Jonathan is not new to cycling. It was not his first time on a bike or even riding this stretch of State Highway 7 (East Baseline Road) in Lafayette, CO. He used to race both road and mountain bikes and is currently a level 3 National Interscholastic Cycling Association mountain bike coach at the high school where he teaches. He understands the rules of the road and strategies to stay safe. Jonathan wears a neon yellow jacket while riding his bike and is very visible.

As Jonathan was going to work that day, the paved shoulder he was riding on ended. Before taking the lane, he looked over his shoulder and saw a tractor trailer approaching. With his left arm, Jonathan signaled a downward swinging arm motion indicating to the driver to move over into the empty left-turn lane. He even made eye contact with the driver. 

Jonathan thought that the truck would move over, out of the lane, to safely pass him as all others cars had done on past rides. He was wrong—the driver came dangerously close to him. Jonathan felt like he was being pulled under the truck and was blown off the paved road. After collecting himself, Jonathan followed the truck on his bike and saw it turn into a gas station.  He approached the truck while the driver was inside the station and took photos of the company logo and license plate number. He learned that the truck belonged to a wood supply transfer company located in Lafayette.

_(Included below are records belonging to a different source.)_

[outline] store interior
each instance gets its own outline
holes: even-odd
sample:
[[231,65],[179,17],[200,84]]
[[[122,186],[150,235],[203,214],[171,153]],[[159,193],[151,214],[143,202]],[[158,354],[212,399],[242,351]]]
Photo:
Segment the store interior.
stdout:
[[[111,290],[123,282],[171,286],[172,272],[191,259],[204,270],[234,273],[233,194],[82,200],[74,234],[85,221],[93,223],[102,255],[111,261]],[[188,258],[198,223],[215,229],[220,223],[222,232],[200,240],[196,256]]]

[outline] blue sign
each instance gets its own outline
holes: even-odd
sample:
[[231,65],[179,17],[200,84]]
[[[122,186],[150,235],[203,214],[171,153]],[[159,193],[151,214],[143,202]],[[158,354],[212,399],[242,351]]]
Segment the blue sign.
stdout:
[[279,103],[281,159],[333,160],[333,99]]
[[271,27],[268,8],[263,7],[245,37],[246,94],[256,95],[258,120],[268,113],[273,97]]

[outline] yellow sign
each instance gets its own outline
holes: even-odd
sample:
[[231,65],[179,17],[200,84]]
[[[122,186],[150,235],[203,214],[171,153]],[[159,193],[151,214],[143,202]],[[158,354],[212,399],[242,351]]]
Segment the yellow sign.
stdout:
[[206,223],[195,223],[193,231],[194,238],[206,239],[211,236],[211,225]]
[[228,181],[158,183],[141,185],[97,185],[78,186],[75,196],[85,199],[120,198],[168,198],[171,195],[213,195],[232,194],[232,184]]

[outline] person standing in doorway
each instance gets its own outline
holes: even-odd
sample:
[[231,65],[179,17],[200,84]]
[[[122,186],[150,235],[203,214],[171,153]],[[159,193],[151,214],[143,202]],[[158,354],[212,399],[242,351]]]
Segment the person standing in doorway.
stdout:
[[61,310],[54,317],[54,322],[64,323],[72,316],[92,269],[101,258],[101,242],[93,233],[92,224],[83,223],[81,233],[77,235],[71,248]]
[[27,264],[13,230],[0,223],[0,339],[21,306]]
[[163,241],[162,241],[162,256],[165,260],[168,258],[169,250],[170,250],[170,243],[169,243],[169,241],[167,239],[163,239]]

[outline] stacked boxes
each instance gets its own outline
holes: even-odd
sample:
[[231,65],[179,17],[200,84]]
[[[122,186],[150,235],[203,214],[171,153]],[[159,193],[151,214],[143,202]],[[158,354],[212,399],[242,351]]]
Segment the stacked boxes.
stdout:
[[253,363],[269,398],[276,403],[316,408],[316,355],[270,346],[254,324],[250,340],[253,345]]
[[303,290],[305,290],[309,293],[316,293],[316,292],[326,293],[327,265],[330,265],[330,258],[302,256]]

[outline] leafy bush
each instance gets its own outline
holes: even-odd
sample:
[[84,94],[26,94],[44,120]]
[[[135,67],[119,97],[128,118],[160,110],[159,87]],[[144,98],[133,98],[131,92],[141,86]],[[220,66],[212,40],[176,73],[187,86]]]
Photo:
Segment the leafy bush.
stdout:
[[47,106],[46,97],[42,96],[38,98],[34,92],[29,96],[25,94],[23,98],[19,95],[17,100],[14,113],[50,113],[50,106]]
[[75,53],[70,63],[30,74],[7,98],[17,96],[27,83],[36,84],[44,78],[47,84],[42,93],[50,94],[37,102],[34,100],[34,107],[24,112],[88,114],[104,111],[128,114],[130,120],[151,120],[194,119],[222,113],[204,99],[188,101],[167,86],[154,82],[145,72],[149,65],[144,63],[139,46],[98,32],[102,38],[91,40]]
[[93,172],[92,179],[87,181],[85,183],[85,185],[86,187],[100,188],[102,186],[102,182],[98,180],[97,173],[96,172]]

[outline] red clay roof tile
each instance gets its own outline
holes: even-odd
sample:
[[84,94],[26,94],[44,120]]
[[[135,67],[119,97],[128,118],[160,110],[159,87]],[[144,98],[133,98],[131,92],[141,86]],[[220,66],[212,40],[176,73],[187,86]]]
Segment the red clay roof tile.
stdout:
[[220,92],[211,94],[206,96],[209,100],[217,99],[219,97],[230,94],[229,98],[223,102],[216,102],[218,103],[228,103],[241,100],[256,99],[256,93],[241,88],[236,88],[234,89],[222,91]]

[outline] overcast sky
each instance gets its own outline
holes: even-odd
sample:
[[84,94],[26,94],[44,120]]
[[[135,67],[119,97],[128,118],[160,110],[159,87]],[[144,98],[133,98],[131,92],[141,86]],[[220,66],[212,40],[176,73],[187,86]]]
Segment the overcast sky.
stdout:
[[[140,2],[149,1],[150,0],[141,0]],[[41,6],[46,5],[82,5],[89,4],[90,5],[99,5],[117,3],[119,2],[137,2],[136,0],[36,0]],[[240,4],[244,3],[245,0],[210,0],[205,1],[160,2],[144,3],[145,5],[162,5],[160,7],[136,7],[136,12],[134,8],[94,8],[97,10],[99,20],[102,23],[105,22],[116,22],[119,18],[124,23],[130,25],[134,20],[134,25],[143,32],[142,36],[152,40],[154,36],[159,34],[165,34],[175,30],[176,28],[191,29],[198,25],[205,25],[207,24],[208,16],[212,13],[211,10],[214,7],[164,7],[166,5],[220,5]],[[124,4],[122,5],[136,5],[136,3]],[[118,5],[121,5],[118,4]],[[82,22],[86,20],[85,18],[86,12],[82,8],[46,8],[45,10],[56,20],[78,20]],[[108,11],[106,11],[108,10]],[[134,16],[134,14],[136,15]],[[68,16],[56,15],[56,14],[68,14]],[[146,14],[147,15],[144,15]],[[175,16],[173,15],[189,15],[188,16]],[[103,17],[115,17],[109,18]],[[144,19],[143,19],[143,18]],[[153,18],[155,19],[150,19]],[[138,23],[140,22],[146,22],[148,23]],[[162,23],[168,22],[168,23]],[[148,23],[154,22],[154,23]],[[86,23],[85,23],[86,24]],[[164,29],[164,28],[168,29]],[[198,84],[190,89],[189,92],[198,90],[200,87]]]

The close call was captured on Jonathan’s Cycliq6 HD tail light camera. He is very thankful that he had his camera on his bike and plans to install a front-mounted camera as well to capture traffic in front of him. Since Jonathan had video footage, he decided not to confront the driver.

Following the incident, Jonathan took action. He contacted the company and was informed that they would send the information “up the chain.” On April 10th, the next day, he went to the Lafayette Police Department and filed a police report as well.  Jonathan showed Officer C. Hayford the video footage. In the incident report, Officer Hayford noted her observation of the incident from the footage as a “large semi truck with a trailer driving at a high rate of speed past Wirth.” On April 11th, Officer Hayford spoke to the driver by phone. According to the report, the driver thought that Jonathan was signaling his intention to get into the left-turn lane by sticking his left arm straight out to the side. When it became apparent that this was not the case, the driver started pulling into the left-turn lane. He told Officer Hayford that he thought he had given Jonathan enough room but also stated that he was unable to start moving into the left turn lane until he was nearly next to Jonathan due to oncoming traffic. 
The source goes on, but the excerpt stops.